Sarà dunque uno stato tiranno a salvarci? E cosa si ridurrà il diritto in generale e quello penale in particolare? Quale sarà, in particolare, l’orizzonte del giurista e del giudice? La giustizia o la politica infarcita di vaghi sociologismi? Signori, giù la maschera! Se oggi tanta violenza ci circonda, è perché in fondo coloro che ne sono gli artefici sanno di poterla fare franca. Compito del diritto penale non è rieducare il condannato. I giudici non sono dei laureati in pedagogia, ma esperti in giurisprudenza ed in particolare di quello ius ars boni et aequi, come sottolineava il giurista romano Celso, che richiama alla mente valori morali ed etici, ai quali il diritto romano sempre dava una prioritaria valenza, secondo il triplice modello dell’honeste vivere, neminem laedere, suum cuique tribuere.

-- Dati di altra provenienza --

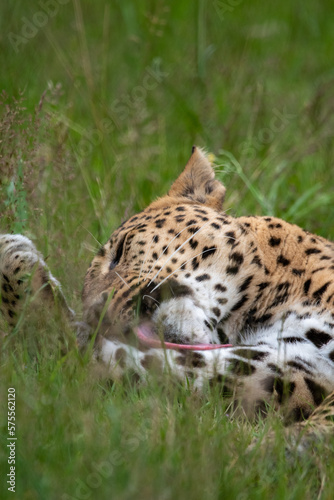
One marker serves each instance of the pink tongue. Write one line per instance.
(146, 336)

Dare, soprattutto, a ciascuno il suo, quando l’inflizione della pena da parte del giudice dovrà tener conto proporzionalmente della gravità del gesto compiuto con determinatezza e lucidità, perché non si può sempre invocare la follia a sostegno di scellerati criminali. Le bestie cecene, il sessantenne pugliese, colui che ha messo fine a quella giovane vita umana in Romagna, hanno con volontà e determinazione ucciso un essere umano. E quel che è peggio per futili motivi. Non ci sarà retta ragione in una sentenza che premierà il delinquente a scapito della vittima. Non vi sarà simmetria penalmente ripristinata tra le parti in una sentenza ‘penale, che non avrà debitamente tenuto conto di una vita umana stroncata da lucida follia.

Basta con gli ideologismi perniciosi e senza senso del sessantottino vietato vietare, la cui corruptio legis, fino ad oggi ha sempre guidato sentenze penali finalizzate ad uccidere due volte la vittima, sotto l’orpello di una “legge uguale per tutti” rimasto sempre dietro alle spalle del giudice.